> How does this affect browser modifications and extensions?
> Web Environment Integrity attests the legitimacy of the underlying hardware and software stack, it does not restrict the indicated application’s functionality: E.g. if the browser allows extensions, the user may use extensions; if a browser is modified, the modified browser can still request Web Environment Integrity attestation.
Then what's the point? I can make modified bot browser that commits ad fraud as long as I don't use a rooted Android phone?
I don't believe they're being honest with how this will be used. We need to legally regulate remote attestation.
> As new browsers are introduced, they would need to demonstrate to attesters (a relatively small group) that they pass the bar, but they wouldn't need to convince all the websites in the world.
It speaks for itself. Horrid.
Another use case is multiparty computation. Three people wish to compare some values without a risk that anyone will see the combined data. TC can do this with tractable compute overhead, unlike purely cryptographic techniques.
Observe what this means for P2P applications. A major difficulty in building them is that peers can't trust each other, so you have to rely on complex and unintuitive algorithms (e.g. block chains) or duplication of work (e.g. SETI@Home) or benign dictators (e.g. Tor) to try and stop cheating. With TC peers can attest to each other and form a network with known behavior, meaning devs can add features rather than spend all their time designing around complicated attacks.
These uses require you have a computer that you do trust which can audit the remote server before uploading data to it. But you can compile and/or run that program on your laptop or smartphone, the verification process is easy.
But exactly because TC is general it doesn't distinguish based on who owns the machine. It doesn't see your PC as morally superior to a remote server, they're all just computers. So yes, in theory a remote server could demand you run something locally and then do a HW remote attestation for it. In practice though this never happens anymore outside of games consoles (as far as I'm aware), because most consumer devices don't have the right hardware for it, and even if they did you can't do much hardware interaction inside attested code.
Trusted computing is often used such that one might think, it implies the user can trust something (his computer). But it is the other way around. A service provider can trust a machine - that a user bought -- to not do what the user wants. That is misleading at best.
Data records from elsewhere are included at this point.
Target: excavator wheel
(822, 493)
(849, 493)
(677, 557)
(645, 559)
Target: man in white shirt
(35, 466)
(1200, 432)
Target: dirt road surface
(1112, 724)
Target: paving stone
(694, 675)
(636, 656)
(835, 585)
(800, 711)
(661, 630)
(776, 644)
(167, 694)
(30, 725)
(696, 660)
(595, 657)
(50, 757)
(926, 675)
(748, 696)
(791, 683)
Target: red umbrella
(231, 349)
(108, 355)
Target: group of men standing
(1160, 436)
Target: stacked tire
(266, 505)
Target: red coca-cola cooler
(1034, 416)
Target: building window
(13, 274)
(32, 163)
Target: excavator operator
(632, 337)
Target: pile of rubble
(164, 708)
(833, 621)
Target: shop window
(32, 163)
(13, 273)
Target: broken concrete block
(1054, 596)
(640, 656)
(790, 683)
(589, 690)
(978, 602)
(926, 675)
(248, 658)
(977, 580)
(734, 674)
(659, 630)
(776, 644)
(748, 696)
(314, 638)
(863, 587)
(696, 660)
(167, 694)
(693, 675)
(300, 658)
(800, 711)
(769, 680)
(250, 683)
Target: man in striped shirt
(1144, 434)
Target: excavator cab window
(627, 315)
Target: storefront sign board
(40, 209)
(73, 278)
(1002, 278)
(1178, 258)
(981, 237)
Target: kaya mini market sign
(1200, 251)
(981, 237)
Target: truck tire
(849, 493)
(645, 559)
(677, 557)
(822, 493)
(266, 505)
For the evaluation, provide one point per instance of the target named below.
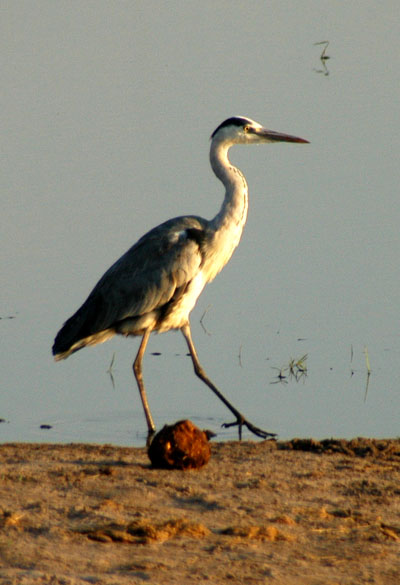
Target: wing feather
(144, 279)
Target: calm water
(107, 134)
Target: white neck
(233, 213)
(227, 226)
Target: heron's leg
(240, 419)
(137, 370)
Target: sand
(299, 512)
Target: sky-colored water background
(106, 117)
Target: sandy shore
(298, 512)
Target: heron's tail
(77, 333)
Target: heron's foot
(241, 421)
(150, 436)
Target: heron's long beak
(271, 136)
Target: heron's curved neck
(233, 213)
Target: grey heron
(156, 283)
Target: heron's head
(241, 130)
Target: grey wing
(151, 273)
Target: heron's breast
(179, 312)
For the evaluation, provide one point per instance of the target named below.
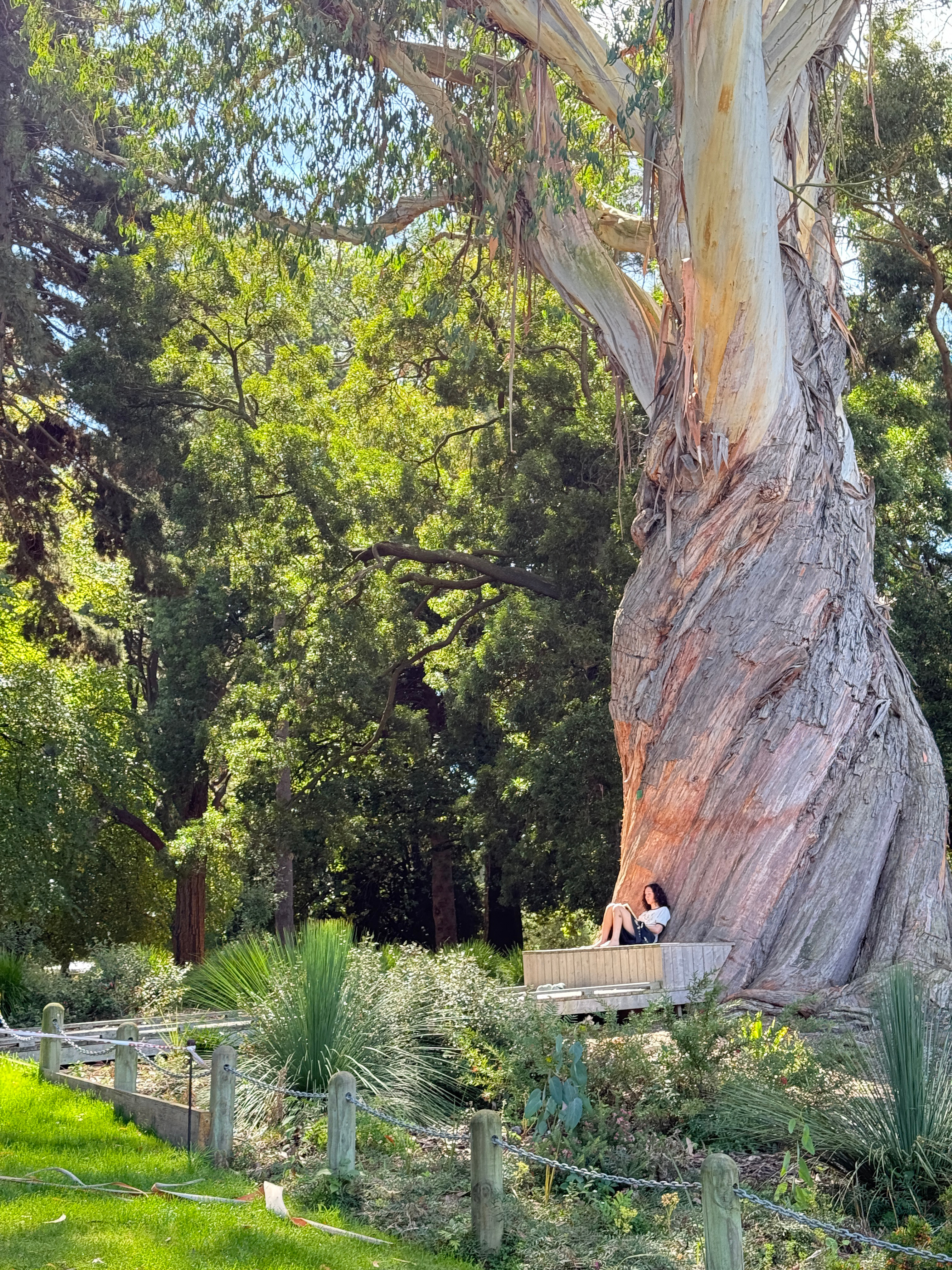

1. Clients verifying cloud VMs. The "user" in this case is not the same person as "his" in "his computer".
2. Games consoles being verified by PS/Xbox online services. In this case the users are in effect verifying each other, because part of why they need such tough security is to stop online gaming being wrecked by cheaters.
At a stretch you could talk about credit card chips and the ATM network as (3) but that's far enough away from general computing that it doesn't really count.
In both cases these are firmly pro-consumer use cases. Unless you want to pirate or cheat in gaming of course, but there's plenty of users who don't want to subsidize your fun with their own suffering, so they're happy to rely on TC to stop that. It's a big part of why console gaming dominates PC gaming. It's wrong for the FSF to imply all those people are brainwashed dupes because they have a different value system to Richard Stallman.